PG is a capillary-proliferative neoplasm, which does not cause pain. It often exists as stalked or semipedunculated polyps, the color is generally dark black or bright red. The surface is frequently ulcerated. PGs occur on the skin or mucous membrane, and mucosal PGs usually occur in the oral cavity. They seldom develop in the digestive tract [3], however when they do, they can be a cause of gastrointestinal hemorrhage. Although the pathogenesis remains unknown, infection or irritation-induced granulation is suggested to be concerned, because 38–70.5% of patients are reported to have a history of infection or trauma. Many patients with PG in the oral cavity have experienced chronic irritation such as ill-fitting dental appliances, bites, or sharp teeth. In the gastrointestinal tract, mucosal damage from fish bones or exposure to gastric acid can be chronic irritation which generates PG; whereas, there are also some reports of PG which developed without any trauma or identified trigger (5). Histopathologically, PG is a polypoid hemangioma characterized by a lobular arrangement of capillaries at the base with enlarged vascular endothelial cells and inflammatory cell infiltration in the stroma.

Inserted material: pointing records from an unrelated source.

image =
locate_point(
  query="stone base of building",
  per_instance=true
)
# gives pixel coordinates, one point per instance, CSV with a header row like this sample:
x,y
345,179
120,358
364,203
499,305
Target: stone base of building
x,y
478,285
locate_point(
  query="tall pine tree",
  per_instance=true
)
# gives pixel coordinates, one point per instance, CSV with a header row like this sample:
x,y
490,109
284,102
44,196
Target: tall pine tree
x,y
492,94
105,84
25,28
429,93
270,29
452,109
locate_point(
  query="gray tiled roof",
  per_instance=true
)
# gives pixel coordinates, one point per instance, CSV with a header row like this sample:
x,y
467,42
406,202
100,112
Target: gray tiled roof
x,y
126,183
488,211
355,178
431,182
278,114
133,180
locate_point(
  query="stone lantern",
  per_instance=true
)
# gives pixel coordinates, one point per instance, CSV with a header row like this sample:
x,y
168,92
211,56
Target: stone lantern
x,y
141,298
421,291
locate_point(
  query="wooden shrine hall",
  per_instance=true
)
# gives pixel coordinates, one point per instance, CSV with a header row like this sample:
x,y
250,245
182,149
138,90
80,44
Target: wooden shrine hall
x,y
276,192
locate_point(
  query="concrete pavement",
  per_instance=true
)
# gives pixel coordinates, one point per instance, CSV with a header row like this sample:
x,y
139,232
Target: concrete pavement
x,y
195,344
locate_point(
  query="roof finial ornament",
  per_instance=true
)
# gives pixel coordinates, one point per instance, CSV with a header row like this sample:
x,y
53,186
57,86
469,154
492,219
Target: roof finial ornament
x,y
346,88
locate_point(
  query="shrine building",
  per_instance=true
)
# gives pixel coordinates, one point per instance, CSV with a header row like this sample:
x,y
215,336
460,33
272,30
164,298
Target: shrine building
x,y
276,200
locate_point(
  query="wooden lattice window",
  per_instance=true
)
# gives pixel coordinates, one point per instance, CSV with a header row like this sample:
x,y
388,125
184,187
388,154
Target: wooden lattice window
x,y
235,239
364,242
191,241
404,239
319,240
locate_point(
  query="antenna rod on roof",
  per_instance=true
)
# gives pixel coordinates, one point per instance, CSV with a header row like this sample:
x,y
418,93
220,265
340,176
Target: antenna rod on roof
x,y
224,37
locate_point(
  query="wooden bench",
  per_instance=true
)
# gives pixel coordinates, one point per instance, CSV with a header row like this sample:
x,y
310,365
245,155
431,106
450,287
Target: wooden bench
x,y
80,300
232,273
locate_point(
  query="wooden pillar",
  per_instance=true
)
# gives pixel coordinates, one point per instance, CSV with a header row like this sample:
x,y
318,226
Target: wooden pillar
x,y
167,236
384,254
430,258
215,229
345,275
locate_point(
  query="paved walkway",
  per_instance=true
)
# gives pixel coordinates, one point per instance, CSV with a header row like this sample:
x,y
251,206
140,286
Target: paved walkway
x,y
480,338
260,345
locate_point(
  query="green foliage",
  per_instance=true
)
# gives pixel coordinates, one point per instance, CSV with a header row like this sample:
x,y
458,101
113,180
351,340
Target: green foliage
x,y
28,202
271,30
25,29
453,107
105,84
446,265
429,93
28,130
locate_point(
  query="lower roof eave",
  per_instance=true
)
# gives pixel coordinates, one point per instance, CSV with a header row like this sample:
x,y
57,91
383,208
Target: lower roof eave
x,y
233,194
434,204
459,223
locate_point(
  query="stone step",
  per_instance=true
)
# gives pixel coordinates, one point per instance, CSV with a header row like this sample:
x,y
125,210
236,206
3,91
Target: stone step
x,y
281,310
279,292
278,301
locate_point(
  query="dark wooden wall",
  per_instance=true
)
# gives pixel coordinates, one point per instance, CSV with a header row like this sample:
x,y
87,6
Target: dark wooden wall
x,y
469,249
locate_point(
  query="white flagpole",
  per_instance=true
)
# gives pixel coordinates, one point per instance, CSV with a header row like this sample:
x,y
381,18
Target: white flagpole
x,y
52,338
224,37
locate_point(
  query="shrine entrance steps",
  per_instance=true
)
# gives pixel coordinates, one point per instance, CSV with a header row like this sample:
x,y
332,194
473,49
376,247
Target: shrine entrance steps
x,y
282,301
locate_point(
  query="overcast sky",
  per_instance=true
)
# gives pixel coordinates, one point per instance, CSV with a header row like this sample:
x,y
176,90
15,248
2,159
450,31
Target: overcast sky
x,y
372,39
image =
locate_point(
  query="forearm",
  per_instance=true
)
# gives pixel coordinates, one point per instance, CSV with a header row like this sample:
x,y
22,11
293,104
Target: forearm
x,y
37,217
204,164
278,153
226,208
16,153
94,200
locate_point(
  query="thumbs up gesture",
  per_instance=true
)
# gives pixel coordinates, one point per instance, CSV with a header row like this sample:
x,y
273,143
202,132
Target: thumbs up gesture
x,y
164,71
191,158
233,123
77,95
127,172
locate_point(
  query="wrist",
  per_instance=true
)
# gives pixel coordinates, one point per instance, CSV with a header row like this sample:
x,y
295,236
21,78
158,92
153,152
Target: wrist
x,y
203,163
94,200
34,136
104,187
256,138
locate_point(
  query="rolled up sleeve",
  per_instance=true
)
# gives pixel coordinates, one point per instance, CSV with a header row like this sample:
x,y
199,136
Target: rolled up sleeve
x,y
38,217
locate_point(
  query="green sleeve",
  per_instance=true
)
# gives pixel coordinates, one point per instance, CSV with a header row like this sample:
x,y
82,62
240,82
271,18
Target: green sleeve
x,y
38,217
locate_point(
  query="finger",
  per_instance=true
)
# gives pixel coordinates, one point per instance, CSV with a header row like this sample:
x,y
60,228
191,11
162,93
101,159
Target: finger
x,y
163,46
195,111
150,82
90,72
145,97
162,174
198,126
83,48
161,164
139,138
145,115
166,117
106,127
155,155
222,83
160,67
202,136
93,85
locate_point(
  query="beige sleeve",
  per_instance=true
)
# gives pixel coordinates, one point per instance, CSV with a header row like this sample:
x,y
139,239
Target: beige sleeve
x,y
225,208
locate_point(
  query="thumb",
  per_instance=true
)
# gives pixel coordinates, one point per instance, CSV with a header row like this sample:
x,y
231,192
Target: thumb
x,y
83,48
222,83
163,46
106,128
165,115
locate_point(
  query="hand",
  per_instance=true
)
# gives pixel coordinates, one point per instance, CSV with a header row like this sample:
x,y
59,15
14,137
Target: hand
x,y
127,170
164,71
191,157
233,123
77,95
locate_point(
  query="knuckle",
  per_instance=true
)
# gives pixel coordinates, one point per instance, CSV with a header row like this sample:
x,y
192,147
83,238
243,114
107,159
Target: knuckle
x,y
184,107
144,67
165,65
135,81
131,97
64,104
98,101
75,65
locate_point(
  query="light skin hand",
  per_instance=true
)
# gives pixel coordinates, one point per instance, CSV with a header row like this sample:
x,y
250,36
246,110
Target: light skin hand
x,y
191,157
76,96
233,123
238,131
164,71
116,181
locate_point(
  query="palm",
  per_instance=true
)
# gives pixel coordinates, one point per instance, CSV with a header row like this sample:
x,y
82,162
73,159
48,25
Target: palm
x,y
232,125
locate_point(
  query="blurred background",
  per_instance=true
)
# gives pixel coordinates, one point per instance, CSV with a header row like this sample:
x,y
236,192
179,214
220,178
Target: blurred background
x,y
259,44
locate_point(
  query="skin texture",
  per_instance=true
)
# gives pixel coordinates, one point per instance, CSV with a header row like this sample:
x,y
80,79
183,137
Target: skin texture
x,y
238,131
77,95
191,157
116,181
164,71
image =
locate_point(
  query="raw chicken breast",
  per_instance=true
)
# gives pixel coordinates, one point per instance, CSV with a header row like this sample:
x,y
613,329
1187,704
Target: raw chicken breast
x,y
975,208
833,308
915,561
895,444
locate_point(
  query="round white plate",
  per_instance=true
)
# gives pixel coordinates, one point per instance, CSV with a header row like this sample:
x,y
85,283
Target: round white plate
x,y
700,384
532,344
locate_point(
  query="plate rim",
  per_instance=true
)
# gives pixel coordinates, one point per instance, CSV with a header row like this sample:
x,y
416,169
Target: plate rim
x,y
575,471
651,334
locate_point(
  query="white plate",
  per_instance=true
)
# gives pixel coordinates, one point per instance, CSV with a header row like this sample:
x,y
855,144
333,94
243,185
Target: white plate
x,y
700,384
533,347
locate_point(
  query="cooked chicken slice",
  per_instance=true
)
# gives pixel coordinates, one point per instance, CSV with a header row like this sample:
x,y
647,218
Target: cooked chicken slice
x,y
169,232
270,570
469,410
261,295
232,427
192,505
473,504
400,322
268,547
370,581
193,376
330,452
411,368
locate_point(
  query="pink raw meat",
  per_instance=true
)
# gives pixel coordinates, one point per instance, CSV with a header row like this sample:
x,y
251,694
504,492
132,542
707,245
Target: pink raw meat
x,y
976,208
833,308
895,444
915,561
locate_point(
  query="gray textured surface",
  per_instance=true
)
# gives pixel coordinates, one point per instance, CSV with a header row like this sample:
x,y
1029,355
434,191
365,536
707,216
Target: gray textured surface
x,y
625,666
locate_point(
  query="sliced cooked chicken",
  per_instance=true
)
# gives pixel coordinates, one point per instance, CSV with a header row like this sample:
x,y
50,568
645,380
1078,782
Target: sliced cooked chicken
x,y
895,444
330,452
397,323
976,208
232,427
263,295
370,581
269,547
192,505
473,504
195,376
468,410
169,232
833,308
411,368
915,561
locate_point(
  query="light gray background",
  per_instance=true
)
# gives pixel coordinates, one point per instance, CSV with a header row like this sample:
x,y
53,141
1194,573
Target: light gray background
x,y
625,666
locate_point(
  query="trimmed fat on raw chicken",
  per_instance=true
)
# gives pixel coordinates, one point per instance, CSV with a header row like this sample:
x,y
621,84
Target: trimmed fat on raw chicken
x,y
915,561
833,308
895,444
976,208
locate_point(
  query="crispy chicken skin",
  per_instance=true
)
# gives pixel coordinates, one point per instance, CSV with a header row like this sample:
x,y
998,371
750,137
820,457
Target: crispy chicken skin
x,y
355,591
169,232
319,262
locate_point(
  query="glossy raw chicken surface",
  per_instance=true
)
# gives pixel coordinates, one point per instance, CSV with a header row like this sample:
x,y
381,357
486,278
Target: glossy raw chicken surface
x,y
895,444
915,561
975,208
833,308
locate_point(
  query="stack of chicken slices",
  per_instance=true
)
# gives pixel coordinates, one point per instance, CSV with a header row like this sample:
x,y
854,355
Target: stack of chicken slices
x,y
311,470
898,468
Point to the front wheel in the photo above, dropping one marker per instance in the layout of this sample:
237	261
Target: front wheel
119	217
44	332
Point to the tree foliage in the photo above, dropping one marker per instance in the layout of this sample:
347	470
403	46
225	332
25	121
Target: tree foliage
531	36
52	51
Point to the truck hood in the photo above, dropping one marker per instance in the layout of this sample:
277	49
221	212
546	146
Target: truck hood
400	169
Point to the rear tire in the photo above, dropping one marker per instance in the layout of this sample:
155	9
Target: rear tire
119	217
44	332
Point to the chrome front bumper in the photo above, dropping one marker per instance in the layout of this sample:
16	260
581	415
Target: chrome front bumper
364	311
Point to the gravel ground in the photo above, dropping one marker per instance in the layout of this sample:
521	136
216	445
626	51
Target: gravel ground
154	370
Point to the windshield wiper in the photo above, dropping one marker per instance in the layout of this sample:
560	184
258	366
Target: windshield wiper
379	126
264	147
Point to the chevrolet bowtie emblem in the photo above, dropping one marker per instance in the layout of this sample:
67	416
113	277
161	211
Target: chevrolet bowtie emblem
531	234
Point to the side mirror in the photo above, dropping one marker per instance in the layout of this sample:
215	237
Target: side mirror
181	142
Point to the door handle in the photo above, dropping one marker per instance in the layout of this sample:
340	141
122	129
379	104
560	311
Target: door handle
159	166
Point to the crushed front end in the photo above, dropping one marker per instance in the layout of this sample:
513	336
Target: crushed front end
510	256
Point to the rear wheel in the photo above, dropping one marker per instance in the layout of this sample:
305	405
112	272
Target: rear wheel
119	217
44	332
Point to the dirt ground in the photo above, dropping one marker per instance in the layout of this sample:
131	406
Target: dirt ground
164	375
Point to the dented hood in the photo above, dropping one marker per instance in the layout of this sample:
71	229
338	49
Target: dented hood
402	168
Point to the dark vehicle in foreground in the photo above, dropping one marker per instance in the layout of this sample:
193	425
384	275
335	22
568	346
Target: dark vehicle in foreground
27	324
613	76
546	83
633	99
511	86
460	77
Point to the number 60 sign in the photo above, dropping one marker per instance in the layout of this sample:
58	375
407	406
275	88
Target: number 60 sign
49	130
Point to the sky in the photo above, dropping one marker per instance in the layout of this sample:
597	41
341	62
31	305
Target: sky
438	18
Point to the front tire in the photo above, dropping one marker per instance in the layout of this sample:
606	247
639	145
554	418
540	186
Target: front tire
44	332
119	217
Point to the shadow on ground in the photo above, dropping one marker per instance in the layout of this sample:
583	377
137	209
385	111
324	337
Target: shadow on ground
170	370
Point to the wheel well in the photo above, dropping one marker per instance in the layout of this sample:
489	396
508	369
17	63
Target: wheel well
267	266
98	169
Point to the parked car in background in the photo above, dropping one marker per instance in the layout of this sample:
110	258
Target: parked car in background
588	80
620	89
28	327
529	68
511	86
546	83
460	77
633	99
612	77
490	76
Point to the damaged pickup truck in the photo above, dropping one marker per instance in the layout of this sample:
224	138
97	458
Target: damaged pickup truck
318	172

PG in the small intestine is a rare entity. Our search of the PubMed database revealed only 44 reported cases of small intestinal PG [3]. Small intestinal PG is often found as a cause of obscure gastrointestinal bleeding, and capsule endoscopy is the modality that is most likely to effectively detect PG. Surgery or EMR are usually recommended as diagnostic therapies.
Adult intussusception is relatively rare, which occupies 5% of all cases of intussusception. As a cause of mechanical bowel obstructions in adults, it accounts for only 1–5%. The condition differs in many aspects from child intussusception. Child intussusception is generally primary and benign. 80% of the patients can be successfully treated via pneumatic or hydrostatic reduction of the intussusception. On the other hand, almost 90% of adult intussusception are due to a pathologic lead point, such as polyps, benign and malignant tumors, colonic diverticulum, Meckel’s diverticulum and postoperative adhesions, commonly discovered during operation [6]. Because of large proportion of structural anomalies and the high risk of malignancy, approximately 65% [7, 8], surgical resection is most frequently chosen as the treatment [9].
In our case, the patient was suffering from progressive anemia and small bowel obstruction due to intussusception. Although we considered performing capsule endoscopy or enteroscopy to make an accurate diagnosis, we decided not to, considering the patients situation. Instead, we performed small bowel resection as a diagnostic therapy and the pathology confirmed the diagnosis of PG. In our search of the PubMed database, 3 reported cases of small intestinal PG were associated with intussusception, and only 1 case was complicated by progressive anemia, which required transfusion [10,11,12]. Surgery was performed in all cases.